Wednesday, July 20, 2011

Page Fifty-Two

The Paris Wife by Paula McLain

Ernest Hemingway had four wives and likely countless mistresses. This novel tells of Ernest's first wife, Hadley, a woman eight years his senior, the woman whom, at the end of his life, Hemmingway wrote that he would rather have died than fallen in love with anyone but her.

This novel confirmed what I had already known or gleaned from other texts about Hemmingway. As Hadley remarks, "He loved and needed praise. He loved and needed to be loved, and even adored" (241). The reason why Hadley and Hemmingway's relationship likely worked six or seven years is because of Hadley's ability to provide Hemmingway with what he needed at the time: praise, encouragement, unending support. In a way, Hadley herself reminded me of what Hemingway was trying to achieve in his writing: strong and simple and true. This is likely what attracted him to her. Yet, it is her need and desire to be Hemmingway's supportive wife that ultimately turned my interest in Hadley to slight disgust. Near the end of the novel when it is apparant that Hemmingway has fallen for Hadley's friend, Pauline, Hadley permits Pauline to openly become Hemmingway's mistress before the arrangment finally breaks down and Hadley agrees to divorce Hemmingway. 1920s Paris is life at its fastest: hard drinking and partying; constant traveling; zany, volatile literary figures and their partners like Pound, Fitzgerald, Stein. Hadley feels at odds with the modern Parisian who sees traditional family life and monogamy as stifling and dated.
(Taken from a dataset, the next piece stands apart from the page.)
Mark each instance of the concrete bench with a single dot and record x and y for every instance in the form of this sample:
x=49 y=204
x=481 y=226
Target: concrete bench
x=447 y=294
Yet Hadley, who often remarks at how she does not fit neatly into this Jazz-age Paris like her husband and friends around her, begins to sacrifice too much of herself for a husband who is selfish and obsessed with becoming one of the greatest writers of his time.

In the end, Hemmingway gives in to the darkness that is everpresent in his life and commits suicide in 1961. If we can trust McLain's representation of Hadley it seems as though she never got over her love for Hemmingway, the man who "change[d] her life" (341), even after remarrying and only seeing Hemmingway twice since their divorce.